Where are the points of durability and stress? “We have stated repeatedly, 80 percent to 85 percent of sales are service based. What does that actually mean? Simply, once the nature and scope of the recurring trash/recycling pickup is defined and the costs are allocated correctly, the customer pays a monthly or quarterly fee for the service regardless if the container is more or less full than what was estimated at the time of the contract,” according to the report.
Residential. For outsourced residential, a municipal authority negotiates on behalf of a community a monthly rate for services. Contract lengths are five to seven years, and price discovery is an index (about 25 to 30 percent now water/sewer/trash or a 3 percent flat). Increasingly, the service is at least a two-day-a-week pickup for trash and recycling, with seasonal yard waste pickups. In 90 percent of these contracts, the household pays the bill directly and can be charged for more bins or bags at the curb than permitted in the contract. For the other 10 percent, the municipal authority collects taxes and pays the bill. About 10 percent of the market is subscription based—the customer goes direct to the solid waste company. “This revenue stream is nearly recession proof. The biggest risk is the homeowner walks away from the house and does not pay the bill. Otherwise, if they put the trash out and do not pay, the garbage company does not pick it up. On average, residential relationships run over 12 years,” the report notes.

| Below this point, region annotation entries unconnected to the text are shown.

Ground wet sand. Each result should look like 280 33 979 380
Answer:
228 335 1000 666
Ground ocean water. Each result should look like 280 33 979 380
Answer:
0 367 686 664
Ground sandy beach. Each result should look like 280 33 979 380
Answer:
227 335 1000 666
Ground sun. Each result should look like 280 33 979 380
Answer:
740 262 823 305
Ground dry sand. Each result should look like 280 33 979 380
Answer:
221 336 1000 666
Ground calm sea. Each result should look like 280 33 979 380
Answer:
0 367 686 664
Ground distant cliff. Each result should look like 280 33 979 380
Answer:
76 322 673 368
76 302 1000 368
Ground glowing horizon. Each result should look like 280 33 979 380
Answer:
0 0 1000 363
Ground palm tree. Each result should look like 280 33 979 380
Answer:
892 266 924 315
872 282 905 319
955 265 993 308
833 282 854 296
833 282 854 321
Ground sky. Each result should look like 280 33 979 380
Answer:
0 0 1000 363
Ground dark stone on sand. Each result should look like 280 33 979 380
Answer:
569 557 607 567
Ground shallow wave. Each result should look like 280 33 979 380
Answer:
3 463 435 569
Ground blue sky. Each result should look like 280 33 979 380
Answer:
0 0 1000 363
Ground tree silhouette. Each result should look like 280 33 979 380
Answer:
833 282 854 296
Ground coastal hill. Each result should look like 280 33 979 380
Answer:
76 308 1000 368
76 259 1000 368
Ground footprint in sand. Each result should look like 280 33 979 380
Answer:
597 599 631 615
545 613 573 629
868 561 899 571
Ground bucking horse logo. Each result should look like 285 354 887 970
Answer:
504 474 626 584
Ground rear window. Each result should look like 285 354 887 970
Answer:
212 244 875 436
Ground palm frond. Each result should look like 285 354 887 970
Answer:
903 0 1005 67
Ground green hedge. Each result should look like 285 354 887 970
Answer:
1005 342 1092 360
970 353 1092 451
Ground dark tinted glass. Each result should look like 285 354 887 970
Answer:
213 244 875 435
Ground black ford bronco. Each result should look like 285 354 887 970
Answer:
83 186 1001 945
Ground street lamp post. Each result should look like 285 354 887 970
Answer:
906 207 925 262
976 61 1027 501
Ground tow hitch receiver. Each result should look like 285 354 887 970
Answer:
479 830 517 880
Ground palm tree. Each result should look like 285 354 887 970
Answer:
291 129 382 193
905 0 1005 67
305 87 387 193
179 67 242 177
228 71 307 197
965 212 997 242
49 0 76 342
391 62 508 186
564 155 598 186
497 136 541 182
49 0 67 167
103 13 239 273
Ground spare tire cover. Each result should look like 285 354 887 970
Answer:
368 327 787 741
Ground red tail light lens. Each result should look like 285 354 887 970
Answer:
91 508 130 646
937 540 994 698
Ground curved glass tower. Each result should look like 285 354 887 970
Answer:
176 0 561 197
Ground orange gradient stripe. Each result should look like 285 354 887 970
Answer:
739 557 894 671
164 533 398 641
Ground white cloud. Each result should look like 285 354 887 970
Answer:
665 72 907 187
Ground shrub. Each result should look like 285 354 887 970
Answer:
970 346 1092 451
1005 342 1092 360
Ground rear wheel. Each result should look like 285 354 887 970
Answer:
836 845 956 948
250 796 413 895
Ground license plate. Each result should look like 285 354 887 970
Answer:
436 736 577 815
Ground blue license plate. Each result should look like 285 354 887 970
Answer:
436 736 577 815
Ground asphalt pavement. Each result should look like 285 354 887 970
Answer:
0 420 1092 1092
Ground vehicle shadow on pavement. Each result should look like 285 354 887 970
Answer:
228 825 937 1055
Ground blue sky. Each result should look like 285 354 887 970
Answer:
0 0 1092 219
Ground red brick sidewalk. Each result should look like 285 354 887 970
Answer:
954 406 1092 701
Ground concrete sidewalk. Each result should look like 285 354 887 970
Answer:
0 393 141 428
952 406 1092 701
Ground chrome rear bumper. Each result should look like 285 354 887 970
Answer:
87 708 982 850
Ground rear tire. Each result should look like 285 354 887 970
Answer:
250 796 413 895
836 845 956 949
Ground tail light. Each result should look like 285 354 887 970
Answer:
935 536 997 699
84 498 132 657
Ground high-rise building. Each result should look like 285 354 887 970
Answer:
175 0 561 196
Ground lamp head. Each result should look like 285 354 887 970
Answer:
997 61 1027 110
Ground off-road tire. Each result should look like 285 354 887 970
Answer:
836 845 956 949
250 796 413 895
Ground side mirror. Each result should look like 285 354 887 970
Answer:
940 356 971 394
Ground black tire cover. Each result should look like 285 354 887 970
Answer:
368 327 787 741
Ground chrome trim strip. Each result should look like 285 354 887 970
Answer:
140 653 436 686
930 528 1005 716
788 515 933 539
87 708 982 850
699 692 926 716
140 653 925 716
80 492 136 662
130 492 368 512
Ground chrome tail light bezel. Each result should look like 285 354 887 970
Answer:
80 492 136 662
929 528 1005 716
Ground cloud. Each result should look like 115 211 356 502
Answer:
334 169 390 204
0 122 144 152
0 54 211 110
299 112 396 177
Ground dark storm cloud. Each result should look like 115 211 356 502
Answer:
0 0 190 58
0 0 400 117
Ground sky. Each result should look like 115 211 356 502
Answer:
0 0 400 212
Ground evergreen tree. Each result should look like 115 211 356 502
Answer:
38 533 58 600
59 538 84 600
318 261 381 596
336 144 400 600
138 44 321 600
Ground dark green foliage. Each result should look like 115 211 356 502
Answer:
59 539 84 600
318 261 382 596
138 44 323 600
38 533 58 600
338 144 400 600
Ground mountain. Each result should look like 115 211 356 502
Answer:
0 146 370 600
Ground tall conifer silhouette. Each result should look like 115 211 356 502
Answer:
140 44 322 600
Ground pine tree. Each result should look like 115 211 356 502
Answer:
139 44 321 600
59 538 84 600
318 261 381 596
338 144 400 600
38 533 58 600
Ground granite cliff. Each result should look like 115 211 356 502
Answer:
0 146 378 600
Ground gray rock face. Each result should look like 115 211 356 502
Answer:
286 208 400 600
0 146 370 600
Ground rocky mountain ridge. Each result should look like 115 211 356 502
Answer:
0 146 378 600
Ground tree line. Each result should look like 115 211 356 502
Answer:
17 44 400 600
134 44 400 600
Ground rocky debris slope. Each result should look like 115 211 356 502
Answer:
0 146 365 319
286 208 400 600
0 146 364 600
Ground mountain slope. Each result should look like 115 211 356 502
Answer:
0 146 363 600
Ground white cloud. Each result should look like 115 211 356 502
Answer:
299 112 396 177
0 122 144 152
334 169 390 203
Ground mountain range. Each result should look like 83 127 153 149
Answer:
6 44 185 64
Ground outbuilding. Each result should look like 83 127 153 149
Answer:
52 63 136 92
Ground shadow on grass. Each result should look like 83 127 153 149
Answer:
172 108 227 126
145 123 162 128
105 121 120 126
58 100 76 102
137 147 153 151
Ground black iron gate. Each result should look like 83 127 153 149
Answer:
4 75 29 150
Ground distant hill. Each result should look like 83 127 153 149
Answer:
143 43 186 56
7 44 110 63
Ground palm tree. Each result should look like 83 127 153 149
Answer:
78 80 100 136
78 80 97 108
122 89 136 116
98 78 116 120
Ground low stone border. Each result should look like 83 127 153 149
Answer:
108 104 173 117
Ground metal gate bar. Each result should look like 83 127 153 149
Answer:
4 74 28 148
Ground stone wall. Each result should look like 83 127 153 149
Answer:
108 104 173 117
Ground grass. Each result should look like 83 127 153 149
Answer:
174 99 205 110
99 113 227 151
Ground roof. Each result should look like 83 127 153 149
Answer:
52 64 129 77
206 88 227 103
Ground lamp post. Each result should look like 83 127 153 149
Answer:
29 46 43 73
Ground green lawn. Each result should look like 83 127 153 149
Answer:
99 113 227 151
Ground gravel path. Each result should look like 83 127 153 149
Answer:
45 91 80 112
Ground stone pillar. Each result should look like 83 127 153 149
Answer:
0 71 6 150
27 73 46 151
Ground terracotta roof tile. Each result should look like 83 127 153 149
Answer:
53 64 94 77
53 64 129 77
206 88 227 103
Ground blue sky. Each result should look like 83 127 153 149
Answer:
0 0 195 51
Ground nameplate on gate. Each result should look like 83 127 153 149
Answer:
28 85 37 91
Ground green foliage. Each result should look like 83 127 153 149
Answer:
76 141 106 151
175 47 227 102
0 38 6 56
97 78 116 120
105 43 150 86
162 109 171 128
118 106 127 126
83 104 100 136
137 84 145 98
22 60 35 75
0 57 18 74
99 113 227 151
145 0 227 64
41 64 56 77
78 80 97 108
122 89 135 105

Commercial/small container. “Think about the part of the economy you and I interface with between home and work. All the waste generated is deemed commercial/small container service. Contracts are typically three years with at-will price leverage,” explained Hoffman. “Typical PIs (price increases) are put to the market in Q4 with periodic adjustments as needed. More companies have rolling PIs across the commercial customer every month. On average, commercial customer retention is 12 to 15 years. There are seasonal volume declines—think schools that go to a service on hold as a normal course but not until June, and that is happening early. We suspect commercial in hard-hit COVID-19 shut-in areas are moving to service on holds rapidly for April and May. We suspect commercial sales for those two months could be down 25 percent to 50 percent. We are using 50 percent cut for two months.”
Roll-off/large container. “Often referred to as industrial, which, admittedly, is a misnomer as very little of this work is done in the industrial economy, the term roll-off comes from how the box is loaded on and off a truck—it rolls on and off,” the report notes. “There are two types of service: permanent closed top boxes and temporary open top boxes. Permanent is typically three-year contracts with open market price but also a tie back to a recycling rebate for the paper captured. That has been less relevant for the past three years. Temporary roll-off is not priced on a per-weight basis but on a per pull (pull the container from the location once full), and there are overage charges if the container is overfilled. Unit price for temporary has proven very durable as solid waste learned in the Great Recession to quickly park equipment and rationalize the cost structure; pull prices were virtually unchanged.”
Permanent roll-off is highly recession resistant. Temporary roll-off is sensitive to construction cycles, residential and non-residential. “Normal seasonal ramp in construction is likely to be soft,” according to Hoffman. “Home builders are ‘the canary in the coal mine.’ As soon as consumers stop buying, they stop building; therefore, watch housing starts carefully. Not just the drop but what level it settles and how quickly it recovers.”